In your original post, you write that V is a function from R^4 --> R^3, but then in the code V seems to be a function from R^4 --> R^4 (you're looping from 1 to 4 rather than 1 to 3). Was that just a typo?
In the example you posted in the comment. V is a function from R^3 to R^4. So you'll have to interpolate each of the 4 coordinate functions separately, perhaps like this:
c = 1:100;
m = 1:100;
y = 1:100;
V = rand([100 100 100 4]);
[C M Y] = ndgrid(c,m,y);
vals = zeros([size(1:50) 4]);
for ii = 1:4
vals(:,:,ii) = interpn(C,M,Y,V(:,:,:,ii), 1:50,1:50,1:50);
end
(Note: vals here has size(vals) = [ 1 50 4] because the 50 interpolated points are defined on a "grid" that only has one row )
As far as performance, the for loop isn't really a "bad" for loop in terms of matlab optimization. Presuming the number of coordinates is much much smaller than the number of data points or interpolated points.
the cyclist on 7 Apr 2011
If I am not mistaken, this is pretty much the same coding strategy that Lior included with her original question.
See my answer, posted (time-wise) just after yours, in which I think I have the correct vectorization of the last dimension.

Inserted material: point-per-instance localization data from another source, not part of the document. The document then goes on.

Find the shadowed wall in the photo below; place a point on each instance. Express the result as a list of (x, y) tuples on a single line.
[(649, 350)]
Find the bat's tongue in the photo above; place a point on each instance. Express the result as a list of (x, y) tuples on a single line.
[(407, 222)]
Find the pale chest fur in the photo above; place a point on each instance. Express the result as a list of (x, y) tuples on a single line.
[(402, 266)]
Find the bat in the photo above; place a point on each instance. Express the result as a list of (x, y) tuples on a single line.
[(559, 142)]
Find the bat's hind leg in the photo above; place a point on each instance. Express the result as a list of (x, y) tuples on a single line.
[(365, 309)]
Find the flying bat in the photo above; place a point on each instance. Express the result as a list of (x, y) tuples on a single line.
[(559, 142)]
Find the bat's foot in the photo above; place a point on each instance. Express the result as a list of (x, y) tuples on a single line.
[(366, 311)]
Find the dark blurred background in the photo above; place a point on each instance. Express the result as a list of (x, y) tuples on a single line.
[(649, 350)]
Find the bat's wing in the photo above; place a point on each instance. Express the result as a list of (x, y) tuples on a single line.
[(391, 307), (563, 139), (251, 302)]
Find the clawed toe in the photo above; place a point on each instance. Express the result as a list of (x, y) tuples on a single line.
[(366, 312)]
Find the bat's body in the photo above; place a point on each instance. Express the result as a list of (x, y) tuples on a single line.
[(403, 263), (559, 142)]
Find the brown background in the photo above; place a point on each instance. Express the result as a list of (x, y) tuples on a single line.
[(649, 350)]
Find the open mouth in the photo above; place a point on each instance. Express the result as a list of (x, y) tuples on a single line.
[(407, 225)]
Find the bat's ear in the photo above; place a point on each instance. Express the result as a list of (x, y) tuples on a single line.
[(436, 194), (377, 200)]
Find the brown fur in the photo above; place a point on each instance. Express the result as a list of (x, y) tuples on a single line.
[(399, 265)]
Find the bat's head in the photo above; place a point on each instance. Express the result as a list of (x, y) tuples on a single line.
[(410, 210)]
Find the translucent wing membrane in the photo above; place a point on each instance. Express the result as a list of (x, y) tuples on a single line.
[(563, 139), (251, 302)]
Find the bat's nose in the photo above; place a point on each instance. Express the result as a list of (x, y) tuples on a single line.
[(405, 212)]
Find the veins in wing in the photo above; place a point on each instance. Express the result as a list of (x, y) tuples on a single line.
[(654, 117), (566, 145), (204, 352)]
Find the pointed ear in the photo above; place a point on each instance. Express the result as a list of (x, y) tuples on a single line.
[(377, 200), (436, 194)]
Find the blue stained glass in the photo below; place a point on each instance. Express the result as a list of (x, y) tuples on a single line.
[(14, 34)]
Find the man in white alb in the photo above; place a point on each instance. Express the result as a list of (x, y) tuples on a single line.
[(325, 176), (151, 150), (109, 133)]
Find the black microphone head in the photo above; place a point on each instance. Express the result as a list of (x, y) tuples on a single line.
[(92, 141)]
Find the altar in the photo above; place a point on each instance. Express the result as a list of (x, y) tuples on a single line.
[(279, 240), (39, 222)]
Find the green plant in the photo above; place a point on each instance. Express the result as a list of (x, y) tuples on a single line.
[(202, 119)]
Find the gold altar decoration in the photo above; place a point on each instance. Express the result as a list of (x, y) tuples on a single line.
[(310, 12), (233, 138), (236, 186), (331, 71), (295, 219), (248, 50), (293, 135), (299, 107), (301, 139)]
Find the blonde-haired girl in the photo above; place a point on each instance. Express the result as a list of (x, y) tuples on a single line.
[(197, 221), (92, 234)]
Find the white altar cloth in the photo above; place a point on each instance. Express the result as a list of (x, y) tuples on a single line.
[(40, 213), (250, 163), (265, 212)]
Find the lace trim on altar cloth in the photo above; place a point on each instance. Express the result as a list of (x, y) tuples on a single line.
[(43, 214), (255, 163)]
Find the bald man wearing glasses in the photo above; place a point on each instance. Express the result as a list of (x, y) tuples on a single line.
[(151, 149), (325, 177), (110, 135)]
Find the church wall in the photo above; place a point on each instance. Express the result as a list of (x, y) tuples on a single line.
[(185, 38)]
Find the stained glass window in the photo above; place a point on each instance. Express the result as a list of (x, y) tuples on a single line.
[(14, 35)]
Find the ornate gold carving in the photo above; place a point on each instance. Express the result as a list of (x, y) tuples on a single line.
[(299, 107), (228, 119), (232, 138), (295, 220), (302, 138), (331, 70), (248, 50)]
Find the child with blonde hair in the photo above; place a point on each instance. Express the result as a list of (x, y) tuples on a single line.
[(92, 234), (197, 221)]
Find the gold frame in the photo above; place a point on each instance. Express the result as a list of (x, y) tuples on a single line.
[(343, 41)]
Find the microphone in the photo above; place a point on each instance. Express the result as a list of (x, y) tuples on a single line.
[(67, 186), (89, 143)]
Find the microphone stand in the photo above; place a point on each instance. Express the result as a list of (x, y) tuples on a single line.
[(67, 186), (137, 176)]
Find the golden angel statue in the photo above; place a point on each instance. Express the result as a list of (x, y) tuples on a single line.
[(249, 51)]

Performance wise, I am not sure if it will be faster or not, but it is worth a shot.

the cyclist on 7 Apr 2011
Lior,
Putting this as a new answer, because I did not have a perfect understanding of what you were trying to do before.
I am going to put this code in without explanation, because I think you are going to understand what it is doing. If you do not, add a comment, and I will try to explain a bit what is happening. The code that does what you want is the one commented "Four planes".
c = 1:20;
m = 1:20;
y = 1:20;
z = 1:4;
V = rand([20 20 20 4]);
[C M Y Z] = ndgrid(c,m,y,z);
% One plane:
ci = 1:10;
mi = 1:10;
yi = 1:10;
zi = ones(1,10);
vals = interpn(C,M,Y,Z,V,ci,mi,yi,zi);
% Four planes:
ci = repmat(1:10,[1 4]);
mi = repmat(1:10,[1 4]);
yi = repmat(1:10,[1 4]);
zi = [ones(1,10), 2*ones(1,10), 3*ones(1,10), 4*ones(1,10)];
vals = interpn(C,M,Y,Z,V,ci,mi,yi,zi);
Lior Shapira on 11 Apr 2011
Thanks for the discussion guys. I'm running tests to see if this can help me. Also I'm writing the interpolation part as a MEX file, which will hopefully speed things up.